The Ministry will follow up on the issue with the government of the US through diplomatic channels to urge it to reconsider the pardon decision, the statement added…reports Asian Lite News
The Iraqi government has urged the US to reconsider its decision of granting pardons to four former contractors of private security company Blackwater who were convicted over the 2007 killing of 14 civilians in Baghdad.
In an official statement on Wednesday, the Ministry of Foreign Affairs said it was following up on US President Donald Trump’s decision to pardon the contractors who carried out the massacre September 16, 2007, in Baghdad’s al-Nisour Square, which caused international denouncement, reports Xinhua news agency.
“The Ministry believes that this decision did not take into account the seriousness of the crime committed, and unfortunately ignores the dignity of the victims as well as the feelings and rights of their families,” the statement said.
The Ministry will follow up on the issue with the government of the US through diplomatic channels to urge it to reconsider the pardon decision, the statement added.
Blackwater was a private security contractor company hired to protect US personnel in Iraq.
It was accused by the Iraqi government of using excessive force in Baghdad.
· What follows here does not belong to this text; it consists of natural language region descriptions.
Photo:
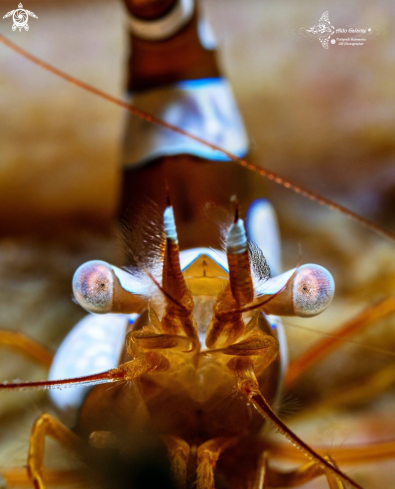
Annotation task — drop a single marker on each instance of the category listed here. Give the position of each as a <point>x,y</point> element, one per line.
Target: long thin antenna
<point>275,177</point>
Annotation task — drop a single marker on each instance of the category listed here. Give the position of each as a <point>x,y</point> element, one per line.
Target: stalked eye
<point>305,292</point>
<point>93,286</point>
<point>313,290</point>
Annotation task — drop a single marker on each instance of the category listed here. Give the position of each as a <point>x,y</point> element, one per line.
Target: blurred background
<point>323,118</point>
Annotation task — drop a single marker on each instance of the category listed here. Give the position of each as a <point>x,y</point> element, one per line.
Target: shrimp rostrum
<point>201,366</point>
The four convicts are Nicholas Slatten, Paul Slough, Evan Liberty and Dustin Heard.
Slatten, Slough, Liberty and Heard were among 19 Blackwater private security contractors assigned to guard a convoy of four heavily-armoured vehicles carrying US personnel.
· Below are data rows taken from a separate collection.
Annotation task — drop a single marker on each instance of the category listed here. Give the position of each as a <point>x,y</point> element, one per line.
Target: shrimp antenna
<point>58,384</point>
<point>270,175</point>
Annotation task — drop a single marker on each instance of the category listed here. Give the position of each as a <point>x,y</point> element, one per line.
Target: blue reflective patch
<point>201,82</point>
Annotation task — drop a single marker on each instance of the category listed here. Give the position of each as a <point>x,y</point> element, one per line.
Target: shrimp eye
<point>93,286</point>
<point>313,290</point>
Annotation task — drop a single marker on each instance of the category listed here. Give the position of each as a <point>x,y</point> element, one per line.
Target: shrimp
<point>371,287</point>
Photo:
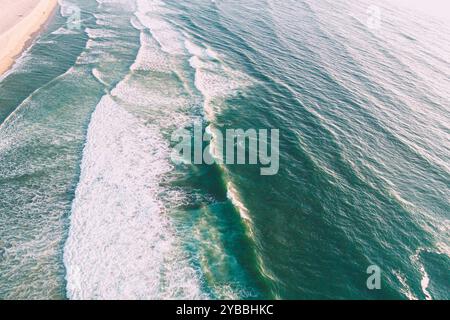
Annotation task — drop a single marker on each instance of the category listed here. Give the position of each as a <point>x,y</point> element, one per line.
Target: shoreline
<point>19,37</point>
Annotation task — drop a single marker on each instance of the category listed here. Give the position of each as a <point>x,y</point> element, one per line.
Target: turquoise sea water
<point>92,207</point>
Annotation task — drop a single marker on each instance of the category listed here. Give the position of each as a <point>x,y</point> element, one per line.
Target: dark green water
<point>91,205</point>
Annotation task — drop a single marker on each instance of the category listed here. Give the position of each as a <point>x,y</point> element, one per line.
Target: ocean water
<point>92,207</point>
According to the US Justice Department, at about noon that day several of the contractors opened fire in and around Nisoor Square, a busy roundabout that was immediately adjacent to the heavily-fortified Green Zone.
When they stopped shooting, at least 14 Iraqi civilians were dead – 10 men, two women and two boys, aged nine and 11.
latten was found guilty of committing first-degree murder. He was sentenced to life in prison without parole in 2019.
Following a retrial, Slough, Liberty and Heard subsequently had their sentences reduced to 15, 14 and 12 years, respectively.